Maybe you’re still feeling a little full post-Thanksgiving. Maybe you have chilly-weather sniffles. And/or maybe you just love warming, nourishing delicious soup. No matter the reason – this is the soup to make, now. Beautifully murky miso soup is a favored offering at Japanese restaurants, but don’t wait until you’re out to eat to have it – make it yourself, and you’ll never look back. And this recipe includes more vegetables (way more scallions! KALE! carrots! mushrooms!) for a heartier, more satisfying bowl. Low maintenance, high flavor.
Note: The brand of miso you use will impact the overall flavor, so try different brands until you find one you like. Also, you can use just about any seaweed in here. Wakame is particularly great – it adds that signature brininess to the broth that marries with the miso so well.
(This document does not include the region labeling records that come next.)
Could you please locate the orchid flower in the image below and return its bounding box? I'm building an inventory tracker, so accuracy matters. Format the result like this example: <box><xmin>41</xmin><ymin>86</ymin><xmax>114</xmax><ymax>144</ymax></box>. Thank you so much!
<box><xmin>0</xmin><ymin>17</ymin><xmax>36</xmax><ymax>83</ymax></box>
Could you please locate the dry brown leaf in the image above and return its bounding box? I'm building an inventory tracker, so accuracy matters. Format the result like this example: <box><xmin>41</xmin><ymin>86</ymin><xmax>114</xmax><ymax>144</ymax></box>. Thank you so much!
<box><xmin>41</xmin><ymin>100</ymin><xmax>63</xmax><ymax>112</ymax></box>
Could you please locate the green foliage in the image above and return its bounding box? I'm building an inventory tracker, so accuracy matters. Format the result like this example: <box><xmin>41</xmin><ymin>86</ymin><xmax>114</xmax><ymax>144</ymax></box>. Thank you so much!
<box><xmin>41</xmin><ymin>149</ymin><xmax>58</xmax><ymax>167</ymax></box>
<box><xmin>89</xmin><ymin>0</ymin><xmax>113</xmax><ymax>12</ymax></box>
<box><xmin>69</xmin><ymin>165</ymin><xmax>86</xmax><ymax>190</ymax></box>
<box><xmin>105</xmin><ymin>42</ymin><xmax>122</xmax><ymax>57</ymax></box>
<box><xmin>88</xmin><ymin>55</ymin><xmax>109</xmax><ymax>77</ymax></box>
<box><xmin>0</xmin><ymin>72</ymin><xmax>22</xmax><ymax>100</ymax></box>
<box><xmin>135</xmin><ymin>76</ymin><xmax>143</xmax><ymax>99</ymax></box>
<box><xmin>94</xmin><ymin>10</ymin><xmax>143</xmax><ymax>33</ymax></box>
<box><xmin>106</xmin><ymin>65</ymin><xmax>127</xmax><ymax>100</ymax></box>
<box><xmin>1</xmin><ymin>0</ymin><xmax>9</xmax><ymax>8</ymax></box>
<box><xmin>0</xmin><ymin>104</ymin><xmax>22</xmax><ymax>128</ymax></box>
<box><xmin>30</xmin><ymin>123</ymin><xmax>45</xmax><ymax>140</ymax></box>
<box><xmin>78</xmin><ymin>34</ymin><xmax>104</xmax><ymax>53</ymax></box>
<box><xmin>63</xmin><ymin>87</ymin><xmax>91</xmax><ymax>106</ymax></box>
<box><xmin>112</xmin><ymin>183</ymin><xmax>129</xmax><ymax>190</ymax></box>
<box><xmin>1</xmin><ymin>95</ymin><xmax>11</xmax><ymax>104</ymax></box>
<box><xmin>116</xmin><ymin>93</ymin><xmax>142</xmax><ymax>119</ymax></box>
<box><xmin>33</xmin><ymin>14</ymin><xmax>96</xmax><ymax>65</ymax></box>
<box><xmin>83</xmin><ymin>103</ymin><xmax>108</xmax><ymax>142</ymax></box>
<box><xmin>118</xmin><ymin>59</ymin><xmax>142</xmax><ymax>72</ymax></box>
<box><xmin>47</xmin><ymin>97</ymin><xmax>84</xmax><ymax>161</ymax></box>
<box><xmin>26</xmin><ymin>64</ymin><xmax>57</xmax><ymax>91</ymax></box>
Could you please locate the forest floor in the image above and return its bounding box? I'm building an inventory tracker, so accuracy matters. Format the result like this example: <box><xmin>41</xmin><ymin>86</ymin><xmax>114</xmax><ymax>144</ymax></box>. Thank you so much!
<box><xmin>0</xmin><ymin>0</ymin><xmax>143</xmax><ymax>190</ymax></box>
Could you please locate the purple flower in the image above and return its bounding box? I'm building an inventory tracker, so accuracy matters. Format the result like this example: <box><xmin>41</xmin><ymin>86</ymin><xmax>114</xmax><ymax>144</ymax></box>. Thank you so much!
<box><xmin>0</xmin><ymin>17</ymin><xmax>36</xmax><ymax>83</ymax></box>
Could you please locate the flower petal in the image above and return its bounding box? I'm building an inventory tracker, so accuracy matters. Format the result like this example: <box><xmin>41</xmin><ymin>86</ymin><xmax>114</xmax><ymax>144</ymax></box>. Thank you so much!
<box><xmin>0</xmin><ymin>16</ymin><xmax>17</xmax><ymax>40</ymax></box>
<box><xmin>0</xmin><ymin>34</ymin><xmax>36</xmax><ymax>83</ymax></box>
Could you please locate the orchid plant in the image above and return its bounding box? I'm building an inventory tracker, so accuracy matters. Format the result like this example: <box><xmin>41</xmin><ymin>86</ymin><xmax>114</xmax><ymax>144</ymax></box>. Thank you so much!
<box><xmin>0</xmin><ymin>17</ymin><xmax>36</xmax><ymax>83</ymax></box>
And like many sea vegetables, wakame is full of important nutrients.
Recipe: Hearty Miso Soup (makes about 4 servings)
What You Need
- 9 cups water
- 1 large carrot, peeled and thinly sliced
- 1 tbsp low-sodium tamari/soy sauce
- 2 pieces dried wakame seaweed, cut or broken into small pieces
- 8-10 baby portabello mushrooms, thinly sliced
- 1 bunch scallions, thinly sliced (cut off and discard the first 2 inches of green, and then use until about 1 inch from the bottom)
- 7 oz tofu (soft if you can drain and press it well, otherwise firm)
- 3-4 cups finely chopped kale
- 1/4 + 1/8 c miso (I used Miso Master’s organic brown rice miso)
- sambal hot sauce, to taste
- optional: cooked sweet/sticky brown rice or a light noodle (rice, vermicelli, mung bean)
What You Do
- Heat water in a large stock pot over medium-high heat. Stir in tamari and add carrots. Cook (no higher than a simmer) until the carrots are tender.
- Add seaweed and mushrooms and cook another 5-7 minutes, or until mushrooms tenderize and seaweed is re-hydrated.
- Stir in miso until no more clumps exist, simmering for 2-3 minutes.
- Add kale, scallions and tofu, cooking until the kale is just tender.
- Ladle into individual serving bowls, adding rice or noodles if using, and a dollop of sambal if you like some heat. Inhale the savory steam and devour!